Interbank Credit Card Fees Face Cap in Europe

     (CN) – Europe’s payment market saw sweeping changes Wednesday that aim to end persistent and excessive interbank fees major credit card companies charge.
     Earlier this year, the European Commission announced it would probe whether Mastercard stifles competition by charging interbank fees to foreign tourists shopping in the EU. Europe’s highest court is even now considering Mastercard’s challenge to the commission’s 2007 ban of such fees for cross-border transactions.
     A similar investigation into Visa’s practices led commissioners to initiate the new scheme, which will eventually cap the fees – known in Europe as interchange fees – to 0.2 percent of transaction value for debit cards and 0.3 percent for credit cards. The cap exempts all business, American Express and Diner’s Club cards, but new rules enable retailers to either charge those customers with those cards a fee or refuse to accept them at all.
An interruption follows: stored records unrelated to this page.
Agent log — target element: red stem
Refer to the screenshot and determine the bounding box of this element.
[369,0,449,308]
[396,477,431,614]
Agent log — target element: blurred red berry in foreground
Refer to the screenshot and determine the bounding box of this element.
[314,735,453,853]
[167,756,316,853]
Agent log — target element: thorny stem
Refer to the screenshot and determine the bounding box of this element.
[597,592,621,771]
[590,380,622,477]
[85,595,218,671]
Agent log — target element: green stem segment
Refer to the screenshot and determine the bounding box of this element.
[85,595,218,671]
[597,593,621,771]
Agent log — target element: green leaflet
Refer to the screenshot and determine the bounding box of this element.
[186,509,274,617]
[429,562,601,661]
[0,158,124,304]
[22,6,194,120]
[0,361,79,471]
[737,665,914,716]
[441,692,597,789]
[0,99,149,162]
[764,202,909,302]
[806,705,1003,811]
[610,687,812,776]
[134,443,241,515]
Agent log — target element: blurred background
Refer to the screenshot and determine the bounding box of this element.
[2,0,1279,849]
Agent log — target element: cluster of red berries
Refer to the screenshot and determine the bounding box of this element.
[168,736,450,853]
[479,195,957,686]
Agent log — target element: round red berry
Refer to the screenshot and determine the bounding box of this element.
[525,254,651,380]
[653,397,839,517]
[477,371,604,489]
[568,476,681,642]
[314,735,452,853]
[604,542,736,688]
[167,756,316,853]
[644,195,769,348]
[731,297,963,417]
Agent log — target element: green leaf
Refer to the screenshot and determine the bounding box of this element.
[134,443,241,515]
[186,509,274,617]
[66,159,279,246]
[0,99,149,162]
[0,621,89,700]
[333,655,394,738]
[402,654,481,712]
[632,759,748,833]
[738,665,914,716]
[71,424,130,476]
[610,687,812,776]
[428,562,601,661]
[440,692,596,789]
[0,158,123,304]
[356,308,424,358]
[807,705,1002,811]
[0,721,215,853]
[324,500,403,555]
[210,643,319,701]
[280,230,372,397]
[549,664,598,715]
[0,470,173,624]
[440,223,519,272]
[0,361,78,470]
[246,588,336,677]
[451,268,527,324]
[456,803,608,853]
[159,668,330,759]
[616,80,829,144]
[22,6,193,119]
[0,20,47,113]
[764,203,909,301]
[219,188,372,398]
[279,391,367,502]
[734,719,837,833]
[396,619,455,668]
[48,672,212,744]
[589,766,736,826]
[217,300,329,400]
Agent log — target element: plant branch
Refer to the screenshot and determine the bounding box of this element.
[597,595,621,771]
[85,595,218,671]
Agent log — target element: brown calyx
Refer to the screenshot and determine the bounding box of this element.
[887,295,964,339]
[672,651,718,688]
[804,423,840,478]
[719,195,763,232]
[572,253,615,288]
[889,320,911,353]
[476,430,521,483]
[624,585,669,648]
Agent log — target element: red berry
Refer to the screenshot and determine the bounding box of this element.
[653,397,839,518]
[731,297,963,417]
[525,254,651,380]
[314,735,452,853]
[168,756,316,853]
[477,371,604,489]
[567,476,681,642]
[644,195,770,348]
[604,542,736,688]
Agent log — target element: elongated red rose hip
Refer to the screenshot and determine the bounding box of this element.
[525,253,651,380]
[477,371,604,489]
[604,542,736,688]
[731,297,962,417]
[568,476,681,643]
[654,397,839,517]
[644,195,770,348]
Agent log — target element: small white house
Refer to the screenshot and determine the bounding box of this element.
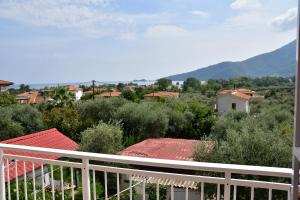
[66,85,83,100]
[217,89,255,116]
     “Interchange fees are included in the retailers’ costs of receiving card payments and are ultimately paid by consumers through higher retail prices,” the commission said in a statement. “They are unseen by consumers but cost retailers and ultimately consumers tens of billions of euros every year. The level of the interchange fees varies widely between the member states, which suggests that they do not have a clear justification and create an important barrier between the national payment markets.”
     Joaquin Almunia, the commission vice president in charge of competition, noted that consumers are left holding the tab for the interchange fees retailers pay.
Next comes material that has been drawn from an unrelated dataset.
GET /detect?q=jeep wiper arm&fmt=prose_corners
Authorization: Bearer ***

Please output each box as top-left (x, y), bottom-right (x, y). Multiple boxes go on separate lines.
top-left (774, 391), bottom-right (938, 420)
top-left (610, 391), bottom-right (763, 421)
     “Not only are consumers generally unaware of this, they are even encouraged through reward systems to use the cards that provide their banks with the highest revenues,” Almunia said in a statement. “Complementing the enforcement of antitrust rules, the regulation capping interchange fees will prevent excessive levels of these fees across the board. A level playing field will be created for payment services providers, new players will be able to enter the market and offer innovative services, retailers will make big savings by paying lower fees to their banks, and consumers will benefit through lower retail prices.”
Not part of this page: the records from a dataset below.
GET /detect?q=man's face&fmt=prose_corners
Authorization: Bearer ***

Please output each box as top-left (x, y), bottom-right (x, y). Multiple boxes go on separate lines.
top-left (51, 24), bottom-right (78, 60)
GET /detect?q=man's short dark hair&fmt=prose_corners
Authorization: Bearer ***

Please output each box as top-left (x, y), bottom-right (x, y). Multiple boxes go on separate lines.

     The new plan also regulates the burgeoning market of payment initiation services – like Paypal in the United States – that operate between the merchant and the purchaser’s bank to allow for cheap and fast payments without the use of a credit card. Regulators urged these new services to step up their security by adding “strong customer authentication for payments.”
     Consumers should find the scheme better protects them against fraud and disputed payments, the commission said. The plan also lowers consumer liability from about $200 to $66 in the event of an unauthorized credit purchase.